What do you think about current file-storage performance problem? Thread here

Well, if you read the storage type from the APM parameter, it will be a big mess. Changing the APM parameter will render all of your current files in CR unreadable. That is unless you put a trigger on the APM table that converts the storage mode of file-storage for all previously stored files when the APM parameter changes... and I really don't even want to entertain the idea of putting triggers all over the place (much less triggers on non-file-storage tables).

With the current approach, file-storage abstracts away from the storage type (i.e., you don't have to know what it is) for all operations except file creation. It uses Don's tcl routine cr_write_content to take care of actually retriving content (Don's routine is responsible for making the code so much cleaner). I think this is safer and "internally consistent". Even if you change the APM parameter midway, all of your files will still be readable even without explicit conversion of storage_type of previously stored files.

Perhaps what you could do is to have a proc that could be run when the server isn't busy, which will convert storage_type for all files in file-storage based on the current APM parameter. You need not change any existing file-storage code (because of the "internally-consistent" nature of how file-storage uses CR). This proc will be a nice addition to file-storage.

The other thing is that when you change storage type from database (the default) to filesystem, given that you already have some files on CR, it is true that some of your files will be in database and some in the filesystem. But is it really that critical? You have to backup both the filesystem and the database anyways when you use the filesystem. You could afford to "wait" for a more opportune time to do the storage_type conversion if you really want to have just one type of storage for all your file-storage files (or for performace reasons). Triggers are not necessary in this case, IMHO.

As for the file url, this is needed so that you have a nice default filename when you are actually downloading the file. Without the url, your default filename on downloads will be "index". I really haven't explored the performance issues, which you probably know more than me. But if indeed constructing the file url is the bottleneck and you don't seem to need it, removing it from the query should be ok.

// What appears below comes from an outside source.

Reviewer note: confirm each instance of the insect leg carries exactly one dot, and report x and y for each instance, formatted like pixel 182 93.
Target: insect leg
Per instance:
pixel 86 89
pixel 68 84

It seems like this would be a good administrative option: switch
all files to the database, or switch all items to the filesystem. The
administrator will be switching it anyway, so doing it manually
wouldn't be that hard to do if the functionality was there.
Collapse
Posted by Jun Yamog on
Hi Jowell,

There is no problem with the reading.  Since CR is smart enough to figure it out as you have explained above.  The problem is writing to new versions.  Since it does not get the original storage type but rather it gets the parameter.  When CR reads it looks at the storage type so its not retrieving on the proper storage.

What I did was actually very simple.  I just read the storage type on the db rather than reading the existing paramater on version-add-2.tcl.  Then changed the a single "if" statement.  With this approach the file-storage is able to store on the file system and db at the same time safely.

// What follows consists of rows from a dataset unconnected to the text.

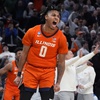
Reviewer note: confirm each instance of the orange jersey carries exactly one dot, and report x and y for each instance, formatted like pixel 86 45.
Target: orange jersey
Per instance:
pixel 11 77
pixel 43 50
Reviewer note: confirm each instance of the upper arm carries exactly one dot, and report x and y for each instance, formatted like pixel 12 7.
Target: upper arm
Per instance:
pixel 25 50
pixel 6 68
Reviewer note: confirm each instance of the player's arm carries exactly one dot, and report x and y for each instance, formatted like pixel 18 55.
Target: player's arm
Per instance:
pixel 60 67
pixel 6 68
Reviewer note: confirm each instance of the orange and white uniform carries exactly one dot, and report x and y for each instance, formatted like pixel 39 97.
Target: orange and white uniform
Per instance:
pixel 11 91
pixel 42 57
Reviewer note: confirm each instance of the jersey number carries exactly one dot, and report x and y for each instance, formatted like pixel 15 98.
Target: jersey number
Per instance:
pixel 43 51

It would really be great to have that proc to move all content to file system from db and vise versa.

With regards to the url it seems that a query on the view did not yeild any results for me.  And greping around yields no other code using it.  I maybe wrong since my file-storage is already modified.  I just use the cr_items.name column to give you the file name of the file, so I don't get the default "index" as the filename.

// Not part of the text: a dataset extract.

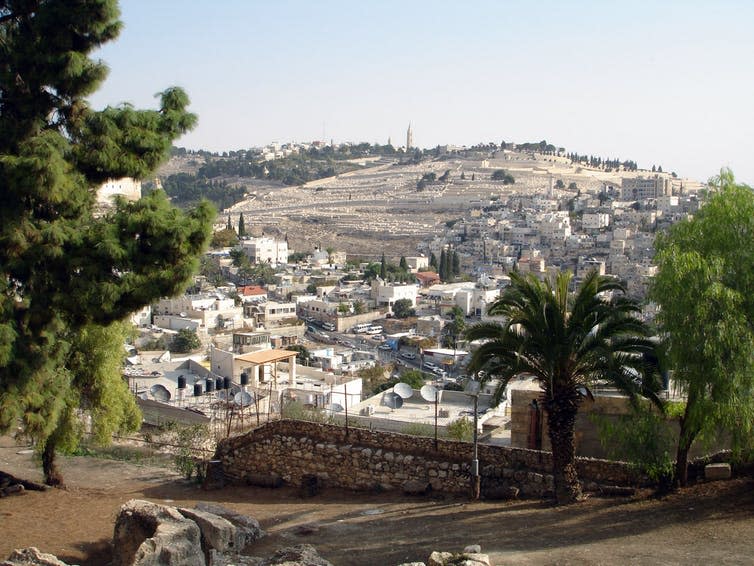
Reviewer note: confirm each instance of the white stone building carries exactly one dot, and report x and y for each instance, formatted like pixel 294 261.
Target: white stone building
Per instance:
pixel 266 250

Maybe we should put in this quick fix in file-storage so it will still continue to work even though the admin changed the parameter.  Also if Yon's new file-storage will not make it into 4.5 final I think we should study the perfomance problem and my solution to it.  What do you think?  Who is currently maintaining file-storage now?  Do you think these fixes should be placed in the SDM?

Collapse
Posted by Jun Yamog on
I have uploaded a patch on SDM.  Apparently this is still a problem in 4.5.